Republicans may succeed in slowing down the process by going after funding for the Health and Human Services Department that is charged with implementing the law. But it won’t be stopped, Frist predicted. “The appropriations will be a vehicle by which the implementation is titrated,” he said. But there will be countervailing pressures from within the Republican Party. “When I talk to governors in the states, they want the grants to flow even quicker,” he said.

Daschle, for his part, signaled a new flexibility on the part of Democrats to allow greater experimentation in the states. Most of those states have Republican governors and legislatures following last November’s election. The administration has already granted a number of waivers to firms that provide insurance policies that don’t meet minimum coverage rules or have excessive administrative costs. The rules for the minimum benefit packages that will be sold on the exchanges are being written now. The administration’s regulations should “allow states significant breathing room and ample opportunity to adopt the health care reform law to their own needs,” Daschle said.

The recession-induced financial crisis faced by most states has dramatically altered the landscape on which reform will play out. Of the 32 million or so Americans slated to gain coverage under the new law by 2019, about half would find themselves in expanded Medicaid programs – a program that is going broke in most states.

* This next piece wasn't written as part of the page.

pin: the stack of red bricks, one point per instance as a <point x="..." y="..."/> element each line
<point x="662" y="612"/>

Former Ohio Gov. Ted Strickland, who was recruited to the Health Project after losing his bid for re-election in November, predicted that hard-pressed states in the short-run will continue to make sharp cutbacks in Medicaid programs to help balance their budgets. In one of his last acts in office, he eliminated dental coverage for Medicaid recipients, even though medical research shows that the short-run savings from the cuts will wind up increasing long-term health care costs since untreated cavities often lead to serious infections, oral surgeries and systemic infections.

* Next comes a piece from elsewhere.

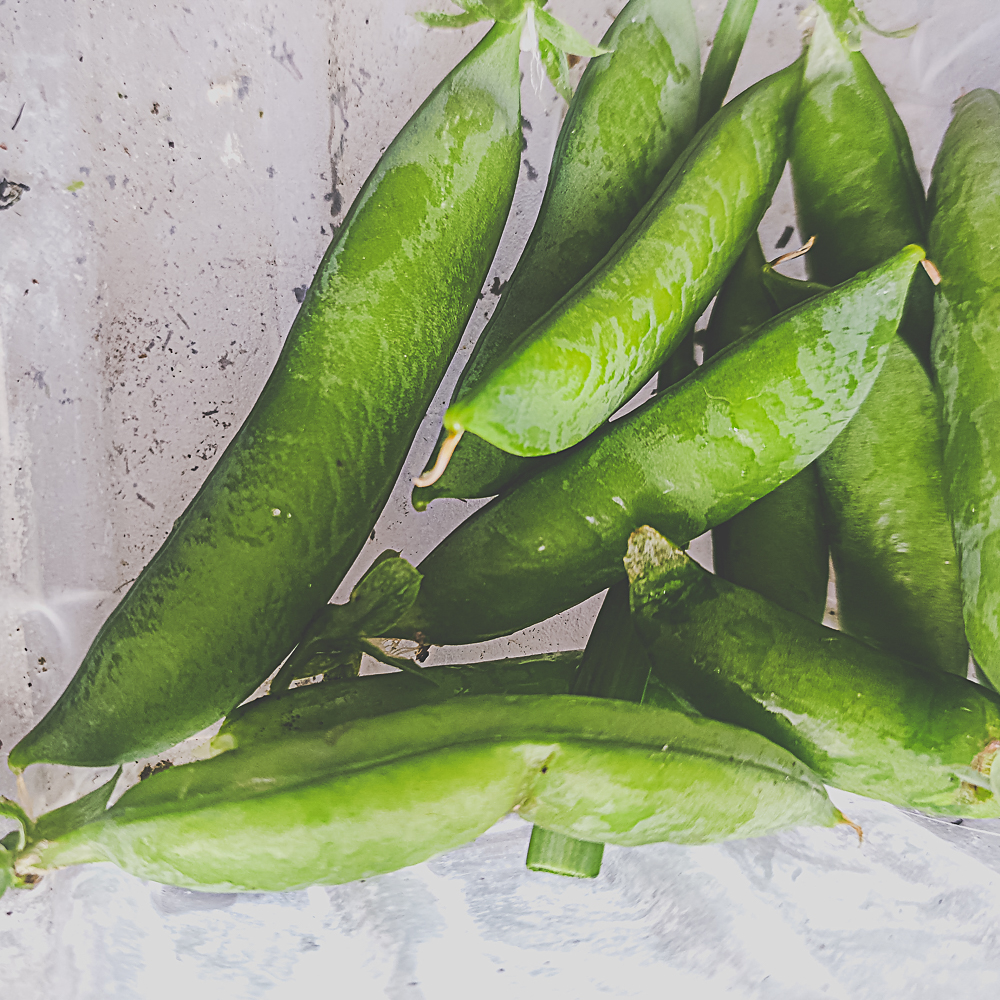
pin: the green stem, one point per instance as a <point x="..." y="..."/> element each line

“What voters want from us now is to deliver pragmatic and practical solutions to the many financing and delivery system problems that we will face in implementing health care reform,” he said. But what voters want and what takes place on Capitol Hill can be two very different things. The weeklong rhetorical hiatus after the attempted assassination of Rep. Gabriel Giffords, D-Ariz., and the tragic killing of six bystanders in Tucson gave way Tuesday to the usual partisan hyperbole.

For instance, the administration began gearing up its own propaganda machine to counter Republican claims that health care reform is “job-killing,” the name given to the repeal resolution. But rather than focus on whether the bill will dissuade small business from creating jobs – something that’s largely unknowable for legislation that is still more than three years away from implementation – the Democrats highlighted the benefits already enacted under the law.

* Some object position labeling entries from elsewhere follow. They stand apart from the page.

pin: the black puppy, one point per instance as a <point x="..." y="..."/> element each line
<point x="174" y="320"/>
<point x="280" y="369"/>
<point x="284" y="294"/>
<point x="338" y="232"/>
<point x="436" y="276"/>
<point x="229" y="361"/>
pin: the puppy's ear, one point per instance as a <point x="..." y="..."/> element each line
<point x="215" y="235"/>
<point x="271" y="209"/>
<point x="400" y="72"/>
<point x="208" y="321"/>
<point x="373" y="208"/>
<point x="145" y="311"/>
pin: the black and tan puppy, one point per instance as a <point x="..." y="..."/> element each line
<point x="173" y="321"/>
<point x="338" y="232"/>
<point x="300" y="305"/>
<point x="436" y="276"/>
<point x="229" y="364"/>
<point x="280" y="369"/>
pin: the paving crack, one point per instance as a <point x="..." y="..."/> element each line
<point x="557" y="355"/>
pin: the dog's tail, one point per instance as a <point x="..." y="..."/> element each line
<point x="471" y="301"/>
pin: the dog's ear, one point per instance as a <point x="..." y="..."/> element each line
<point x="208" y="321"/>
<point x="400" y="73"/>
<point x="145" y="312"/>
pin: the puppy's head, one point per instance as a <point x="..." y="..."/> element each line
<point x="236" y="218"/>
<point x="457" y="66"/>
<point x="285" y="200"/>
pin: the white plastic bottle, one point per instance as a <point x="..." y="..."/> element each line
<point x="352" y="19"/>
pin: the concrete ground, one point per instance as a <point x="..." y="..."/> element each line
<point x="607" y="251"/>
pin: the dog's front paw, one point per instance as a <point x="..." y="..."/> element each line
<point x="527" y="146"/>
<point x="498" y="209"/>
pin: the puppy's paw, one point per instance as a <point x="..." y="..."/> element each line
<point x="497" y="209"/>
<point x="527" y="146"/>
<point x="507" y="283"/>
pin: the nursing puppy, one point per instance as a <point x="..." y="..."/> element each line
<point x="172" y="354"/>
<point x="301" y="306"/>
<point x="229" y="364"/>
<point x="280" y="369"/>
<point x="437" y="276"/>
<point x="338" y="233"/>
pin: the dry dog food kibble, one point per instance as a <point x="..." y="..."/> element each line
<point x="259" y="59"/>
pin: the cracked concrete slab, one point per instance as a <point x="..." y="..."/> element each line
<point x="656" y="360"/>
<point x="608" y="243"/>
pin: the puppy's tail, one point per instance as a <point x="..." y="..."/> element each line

HHS Secretary Kathleen Sebelius released a report that claimed “between 50 and 129 million non-elderly Americans have at least one pre-existing condition that would threaten their access to health care and health insurance without the protections of the Affordable Care Act.”

The larger number counts every American who takes a pill for hypertension or elevated cholesterol. While that is, by medical definitions, a pre-existing condition, it’s not very likely that many Americans have been denied insurance coverage because they take drugs to manage these warning signs of heart disease.

In fact, some insurance companies are starting to waive co-pays for such drugs. They believe that paying more now to foster better compliance with medication schedules will reduce the incidence of much more costly heart attacks and strokes down the road.